We can therefore propose the following model (Figure 26). At long telomeres, RNase H2 has a major role in regulating the timing of R-loops removal, in order to avoid collisions with the replication machinery; RNase H1 might play a compensatory role if RNase H2 is impaired, which could explain why only the double mutant rnh1 rnh201 displays increased R-loop levels (observation by A. Maicher). As telomeres shorten and RNase H2 recruitment to telomeres is reduced, RNase H1 instead localizes to telomeres; RNase H1 localization and activity might be promoted by RPA enrichment at short telomeres, and may allow efficient resection of the 5’-strand. This model would explain the different senescence kinetics of cells depleted for RNase H enzymes. In the absence of RNase H1, critically short telomeres accumulating R-loops may be impaired in the resection of the 5’ strand, leading to impaired recombination and therefore faster senescence. In the absence of RNase H2, the timing of R-loop removal at long telomeres might be impaired, although RNase H1 might still be able to partially remove them. This might lead to recombination already at long telomeres and following efficient resection of the C-strand, therefore causing delayed senescence onset. In the double mutant, R-loop deregulation at long telomeres will promote early recombination, which might be resected inefficiently due to stabilization of the R-loop which might render the 5’ strand less accessible to exonucleases, and therefore result in an intermediate phenotype of senescence kinetics. On the contrary, in the case of RNase H1 overexpression, degradation of telomeric R- loops at all steps will impair telomere recombination and lead to fast senescence.

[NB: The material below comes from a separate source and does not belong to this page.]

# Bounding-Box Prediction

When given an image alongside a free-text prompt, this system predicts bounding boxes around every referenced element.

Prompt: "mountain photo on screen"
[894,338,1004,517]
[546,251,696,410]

Figure 26. RNase H1 and H2 might functions at telomeres in different steps.

At long telomeres, Rif2 recruits RNase H2 to remove R-loops before the arrival of the replication fork to telomeres. RNase H1 might act at long telomeres when RNase H2 is impaired. As telomeres shorten, RNase H2 loss allows R-loop accumulation and consequent replication stress; RPA might bind to the R-loop. RNase H1 might be recruited to short telomeres by increased localization of RPA, and promote efficient 5’ end resection, which initiates BIR-dependent telomere elongation.